All but one of the proposed bills would have amended the California Private Postsecondary Education Act (CPPEA). The CPPEA, which is enforced by the Bureau for Private Postsecondary Education (BPPE), governs the operations of private postsecondary providers in California. Contrary to popular belief, that does not mean CPPEA is limited to for-profit institutions, although many nonprofit institutions are eligible for exemption from the CPPEA and therefore outside of the BPPE’s jurisdiction. Institutions that are subject to some level of BPPE oversight, fall into one of three categories: (1) BPPE authorized (whether full approval, or approved by means of accreditation) and thus subject to the entirety of the CPPEA; (2) an exempt California “independent institution” with a contract for BPPE complaint processing; or (3) a registered out-of-state institution that offers online education to California residents. (Please review our recent posts on CooleyED (here, here and here) regarding the curious effects of California being the sole holdout from the State Authorization Reciprocity Agreement.) Exempt and out-of-state institutions are subject to only limited sections of the law specifically addressing their category of operations. These distinctions are important because while the pending bills primarily impact BPPE authorized institutions, they also expand the BPPE’s authority over out-of-state institutions as well.

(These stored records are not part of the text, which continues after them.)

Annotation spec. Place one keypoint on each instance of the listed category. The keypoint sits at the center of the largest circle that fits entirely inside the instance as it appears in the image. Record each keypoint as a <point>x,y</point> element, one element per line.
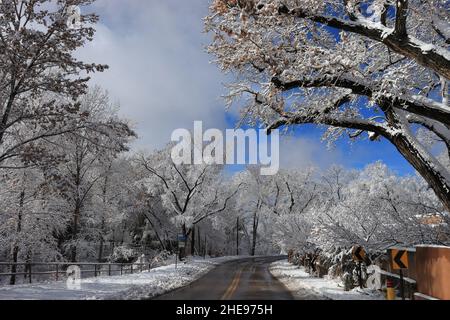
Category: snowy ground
<point>138,286</point>
<point>304,286</point>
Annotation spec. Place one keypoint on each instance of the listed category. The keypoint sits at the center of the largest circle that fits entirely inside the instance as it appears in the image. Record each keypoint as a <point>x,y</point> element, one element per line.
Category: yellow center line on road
<point>233,286</point>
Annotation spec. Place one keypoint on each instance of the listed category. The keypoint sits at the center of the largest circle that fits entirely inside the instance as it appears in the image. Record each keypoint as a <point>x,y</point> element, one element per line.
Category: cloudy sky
<point>163,79</point>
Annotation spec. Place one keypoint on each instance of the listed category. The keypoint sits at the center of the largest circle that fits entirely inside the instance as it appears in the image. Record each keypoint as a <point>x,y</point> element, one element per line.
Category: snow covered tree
<point>378,67</point>
<point>88,160</point>
<point>377,209</point>
<point>189,193</point>
<point>29,218</point>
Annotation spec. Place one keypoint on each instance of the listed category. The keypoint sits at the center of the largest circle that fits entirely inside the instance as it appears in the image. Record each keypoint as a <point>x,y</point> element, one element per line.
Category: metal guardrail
<point>58,269</point>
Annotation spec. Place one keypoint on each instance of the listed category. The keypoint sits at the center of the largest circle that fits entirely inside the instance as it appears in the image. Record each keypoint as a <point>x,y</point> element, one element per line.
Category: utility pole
<point>237,236</point>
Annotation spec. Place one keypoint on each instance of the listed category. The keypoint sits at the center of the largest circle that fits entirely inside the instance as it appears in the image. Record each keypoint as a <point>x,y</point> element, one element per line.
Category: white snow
<point>137,286</point>
<point>297,280</point>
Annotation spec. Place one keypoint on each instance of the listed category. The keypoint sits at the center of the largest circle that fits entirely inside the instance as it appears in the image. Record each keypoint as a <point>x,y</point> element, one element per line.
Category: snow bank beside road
<point>299,282</point>
<point>137,286</point>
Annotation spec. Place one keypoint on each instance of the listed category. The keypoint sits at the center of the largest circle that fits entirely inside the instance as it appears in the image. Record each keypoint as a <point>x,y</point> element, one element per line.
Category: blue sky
<point>163,79</point>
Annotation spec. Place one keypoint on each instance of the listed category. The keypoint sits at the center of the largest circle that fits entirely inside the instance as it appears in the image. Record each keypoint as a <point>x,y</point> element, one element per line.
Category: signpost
<point>399,261</point>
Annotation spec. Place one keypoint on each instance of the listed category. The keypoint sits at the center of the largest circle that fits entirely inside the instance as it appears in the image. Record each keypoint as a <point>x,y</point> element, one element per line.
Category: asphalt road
<point>246,279</point>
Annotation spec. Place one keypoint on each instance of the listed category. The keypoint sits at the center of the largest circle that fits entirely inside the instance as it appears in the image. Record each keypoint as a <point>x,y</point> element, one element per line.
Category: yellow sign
<point>399,259</point>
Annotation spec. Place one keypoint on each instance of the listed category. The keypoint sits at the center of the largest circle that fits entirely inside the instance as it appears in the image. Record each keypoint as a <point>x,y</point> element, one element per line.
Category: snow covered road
<point>138,286</point>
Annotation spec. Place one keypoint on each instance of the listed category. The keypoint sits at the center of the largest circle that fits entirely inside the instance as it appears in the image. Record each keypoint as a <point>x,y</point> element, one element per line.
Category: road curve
<point>244,279</point>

Below is a summary of the bills, who they will impact, and how.
Bills Held under Submission and Not Proceeding in 2019
Three bills were held under submission, meaning they will not proceed to a floor session or further voting in 2019. Further, unless these bills are placed into “two year” status by the Senate Appropriations Committee, the bills will not be considered in their current form for the remainder of the legislative session, which runs through 2020, requiring them to be introduced anew after the end of this year. As these three bills contained the proposals that created the greatest concern, we discuss them first.
AB 1341 – Nonprofit conversions
The intent of AB 1341 had been clear from its introduction: increase scrutiny of institutions (including but not limited to those that formerly were for-profit) that operate as, or have plans to convert to, nonprofit status. The bill would have added a new definition of “nonprofit corporation” that would have granted the California Attorney General discretion to determine that an institution is not a nonprofit entity for California education regulatory purposes, even if it is recognized by the Internal Revenue Service as such. The bill would also have prohibited BPPE from verifying an institution’s exemption from the CPPEA (including the registration process) based on its IRS-determined nonprofit status, or from contracting to handle complaints for a nonprofit institution located in California, if the institution previously operated as a for-profit institution during any period on or after January 1, 2010, unless the AG determines, with considerable discretion, that the institution meets a new state definition of “nonprofit corporation.”
Particularly problematic was the risk that existing nonprofit institutions could have been required to undergo a new determination, at the discretion of the AG, of their status under California law, potentially requiring the BPPE to treat them as for-profit, and therefore ineligible for exemption from the CPPEA.
AB 1342 – Nonprofit transaction approval
AB 1342 would have explicitly required a nonprofit corporation that operates or controls a private postsecondary educational institution to obtain the AG’s consent before entering into certain agreements or transactions, including an agreement or transaction to sell or convey its assets to, or to transfer control, responsibility, or governance of a material amount of its assets to, a for-profit corporation or mutual benefit corporation. This was clearly targeted at nonprofit institutions that have broad service or other agreements with for-profit entities with which they were once affiliated, but as drafted could have had substantially wider impact on nonprofit educational institutions’ operational flexibility.